The expression can be rewritten by manipulating the terms:

$$\frac{|x|{\log }_e(1+|\sin 2x|)}{x^2(|x|+3)}=\frac{|x|}{x^2}\cdot \frac{{\log }_e(1+|\sin 2x|)}{|\sin 2x|}\cdot \frac{|\sin 2x|}{(|x|+3)}$$

Since $\frac{|x|}{x^2}=\frac{|x|}{|x{|}^2}=\frac{1}{|x|}$, we have:

$$\underset{x\to 0}{\lim }\left(\frac{1}{|x|}\cdot \frac{{\log }_e(1+|\sin 2x|)}{|\sin 2x|}\cdot \frac{|\sin 2x|}{|x|+3}\right)$$

2. Evaluating the Limit

As $x\to 0$, we know $|\sin 2x|\to 0$, so $\frac{{\log }_e(1+|\sin 2x|)}{|\sin 2x|}\to 1$.

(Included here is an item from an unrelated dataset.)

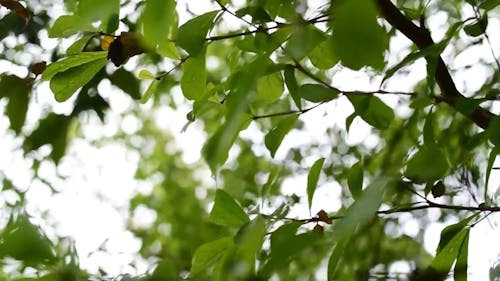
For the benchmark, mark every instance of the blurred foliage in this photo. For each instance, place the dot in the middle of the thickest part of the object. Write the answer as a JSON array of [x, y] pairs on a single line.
[[229, 216]]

The expression simplifies to:

$$\underset{x\to 0}{\lim }\frac{|\sin 2x|}{|x|(|x|+3)}$$

Since $|\sin 2x|\approx |2x|$ for small $x$:

$$\underset{x\to 0}{\lim }\frac{2|x|}{|x|(|x|+3)}=\underset{x\to 0}{\lim }\frac{2}{|x|+3}$$

3. Final Calculation

Substitute $x=0$ into the simplified expression:

$$\frac{2}{0+3}=\frac{2}{3}$$

Since the limit from the left and the right both converge to $\frac{2}{3}$, the limit exists.

Conclusion: The correct option is (b).